Resolutions and goals

Happy New Year.

Have you got a resolution?

I don’t have any percentage of how many American people make resolutions (because I’m writing this on a train with no Internet connection), but I know that most people do.

Resolutions stink.

calendarNearly everyone resolves to do better at this and to do better at that, but before you know it, December 31 rolls around and you go, “What were my resolutions this year?” Did you really accomplish any of them? Congrats, if you did. Most resolutions fall to the wayside by mid-February and become a distant memory by summer.

I have goals for this year.

“Haha, Marissa! You do have a resolution!”

Not quite.

Most people make resolutions that are nigh unto impossible. The most frequent resolution – that even I’m guilty of – is going to the gym or exercising more. Gym memberships increase tenfold right before and right after the holidays and then taper off by mid-January. By February, at least 50 percent of the people who signed up for the gym probably will not use the membership enough to make it worthwhile. Guaranteed by July – the middle of the year is the best gauge of accomplish a resolution – they don’t even go to the gym anymore but continue to pay for it because of a stupid 1-year minimum contract.

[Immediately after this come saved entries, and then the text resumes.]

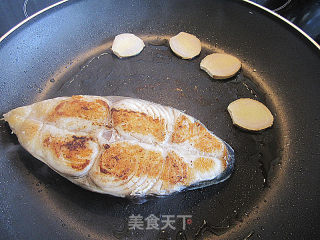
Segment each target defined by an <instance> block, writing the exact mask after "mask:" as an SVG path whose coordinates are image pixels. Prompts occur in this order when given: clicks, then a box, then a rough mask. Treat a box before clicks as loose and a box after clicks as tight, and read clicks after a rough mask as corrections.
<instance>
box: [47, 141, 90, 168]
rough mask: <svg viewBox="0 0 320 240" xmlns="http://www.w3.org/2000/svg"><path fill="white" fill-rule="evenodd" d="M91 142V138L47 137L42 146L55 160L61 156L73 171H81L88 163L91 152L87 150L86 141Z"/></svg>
mask: <svg viewBox="0 0 320 240" xmlns="http://www.w3.org/2000/svg"><path fill="white" fill-rule="evenodd" d="M92 140H93V139H92V138H88V137H77V136H74V135H73V136H66V137H55V136H47V137H46V138H45V139H44V140H43V146H44V147H45V148H48V149H50V150H51V151H52V152H53V153H54V154H55V156H56V157H57V158H59V157H61V156H63V158H65V159H66V160H68V164H69V165H70V166H71V167H72V168H73V169H75V170H79V171H81V170H83V169H85V167H87V166H88V165H89V163H90V159H89V157H90V156H91V154H92V150H91V149H90V148H88V141H92Z"/></svg>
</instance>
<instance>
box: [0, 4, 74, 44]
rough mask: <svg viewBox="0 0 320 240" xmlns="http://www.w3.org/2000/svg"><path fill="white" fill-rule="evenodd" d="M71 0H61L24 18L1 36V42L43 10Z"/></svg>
mask: <svg viewBox="0 0 320 240" xmlns="http://www.w3.org/2000/svg"><path fill="white" fill-rule="evenodd" d="M68 1H69V0H62V1H59V2H57V3H54V4H52V5H49V6H48V7H46V8H44V9H41V10H40V11H38V12H36V13H34V14H32V15H31V16H29V17H27V18H26V19H24V20H22V21H21V22H19V23H18V24H17V25H15V26H14V27H13V28H11V29H10V30H9V31H8V32H6V33H5V34H4V35H3V36H2V37H0V43H1V42H2V41H3V40H4V39H6V38H7V37H8V36H9V35H10V34H11V33H13V32H14V31H15V30H17V29H18V28H19V27H21V26H22V25H23V24H25V23H27V22H29V21H30V20H31V19H33V18H35V17H36V16H38V15H40V14H41V13H43V12H46V11H48V10H50V9H51V8H54V7H56V6H59V5H61V4H63V3H65V2H68Z"/></svg>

I received a Winter 2006 newsletter from my insurance company about how to keep New Year’s resolutions. These are the most practical tips I’ve found for any resolution or goal.

1. Commit yourself to the task.

“Before you join a gym or change your job, decide you’re ready to do the work it takes to make such a change. You’ll be less likely to succeed if you’re setting goals just to please your family or because it’s fashionable.”

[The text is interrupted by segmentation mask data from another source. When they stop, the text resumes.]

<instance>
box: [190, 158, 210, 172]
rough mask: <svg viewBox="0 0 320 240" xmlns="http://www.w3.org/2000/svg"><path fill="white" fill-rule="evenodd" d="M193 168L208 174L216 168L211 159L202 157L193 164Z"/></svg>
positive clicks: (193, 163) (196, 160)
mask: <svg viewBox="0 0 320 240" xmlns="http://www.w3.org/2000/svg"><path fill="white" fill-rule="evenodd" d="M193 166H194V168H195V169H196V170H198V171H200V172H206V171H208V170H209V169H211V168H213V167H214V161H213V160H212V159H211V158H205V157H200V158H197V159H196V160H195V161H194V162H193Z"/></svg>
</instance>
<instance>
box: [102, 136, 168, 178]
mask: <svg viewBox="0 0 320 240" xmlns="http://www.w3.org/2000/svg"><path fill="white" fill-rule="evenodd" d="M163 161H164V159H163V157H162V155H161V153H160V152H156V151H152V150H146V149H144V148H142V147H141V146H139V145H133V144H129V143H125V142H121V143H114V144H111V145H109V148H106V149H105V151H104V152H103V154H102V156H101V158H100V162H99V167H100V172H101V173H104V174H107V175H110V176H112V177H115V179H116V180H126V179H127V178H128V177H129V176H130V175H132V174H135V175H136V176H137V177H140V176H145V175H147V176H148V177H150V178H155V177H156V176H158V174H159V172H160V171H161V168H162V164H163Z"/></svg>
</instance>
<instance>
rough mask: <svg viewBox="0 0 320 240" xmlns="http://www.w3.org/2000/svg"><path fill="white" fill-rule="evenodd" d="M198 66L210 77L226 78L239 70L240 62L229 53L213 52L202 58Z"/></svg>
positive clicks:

If you’re signing up for the gym because your family tells you you’re fat, you’re gonna fail. Sign up for yourself. Establish a pattern of exercising before paying to exercise at a certain place. For example, if you do 50 crunches and 50 sit-ups consistently three times a week, the likelihood that you’d get to the gym is much higher since you’ve
already established an exercise pattern. (On the flip side, you might decide that it’s cheaper to run up and down the stairs in your house or apartment 20 times.)

I’ve signed up for gym memberships countless times but never became motivated until something hit home with me: my excess weight could trigger diabetes or heart disease, which runs in my family. Knowing that my dad died of heart disease and that being overweight was a fast track to the same end, I got my act together to lose some weight.

I’ll add that January may be the cheapest time to purchase a gym membership (i.e. “Our sign-up fee is only $20.07 for a limited time!”).  However, January also sees the most drop-offs of “resoluted” exercisers. Join a gym in the middle of the year – April, June, October – and you won’t feel the pressure of shedding the “holiday weight.” Granted, it may be more expensive during the summer – everyone wants their best “beach body” – but if it becomes a regular habit, the expense may be worth it.

2. Choose reasonable goals.
Many people make their resolutions unattainable or vague. You’re not going to suddenly exercise five days a week consistently if you’ve never consistently exercise in your life. (No, physical education and recess back in elementary school does NOT count.) Resolving to “lose weight” doesn’t mean anything: How much? 1 lb? 5 lbs? 10 lbs? What’s your target weight and when do you hope to achieve it? Pledging to lose 20 lbs. in 4 weeks is not probable. (Don’t go on the liquid diet, don’t starve yourself, don’t vomit, don’t take laxatives, and please – for heaven’s sake – do not become a heroin addict.) Shooting for 2 lbs. per week is much more reasonable. Make a habit of weighing yourself on a certain day and at a certain time. (HINT: Weigh yourself in the morning before eating; you’ll feel so good about yourself.)  And don’t be surprised if you initially gain weight at first – “I’m exercising and I’ve just gained 5 lbs? What the heck?” – muscle weighs more than fat. I heard it a million times when I started out exercising. It’s not easy to see the scale jump from 170 to 175 lbs in two weeks but after 4 weeks, I slid down to 168 and continued to decrease ever since. Keep at it; it’s discouraging at first, but perseverance brings rewarding results.

3. Reinforce your resolutions.

  • List three reasons (for each resolution) why you want to do them
  • Look at your list regularly
  • Be patient to develop them (I can’t stress this one enough.)

4. Seek support.
Tell others who can help you keep your resolution(s) in sight.

5. Strategize.
Be specific. If you want to put more money toward debt, specify how (i.e. cutting back on eating out during lunch) and when (i.e. decrease credit card debt from $6,000 to $5,500 by June of this year).

6. Monitor yourself.
Set a timetable for each of your resolutions.

7. Expect setbacks.
No one likes this, but it happens. Don’t expect to succeed right away. The only way to succeed may be to fail at first. I hate to use the cliché, but it’s apropos: Once you’ve fallen, get back up.

8. Take credit for yourself.
Acknowledge your success and reward yourself for progress (but don’t overdo it where you set yourself back!).

— The numbered headers were taken from “Ready … Set … GOALS!” by Clair Sykes.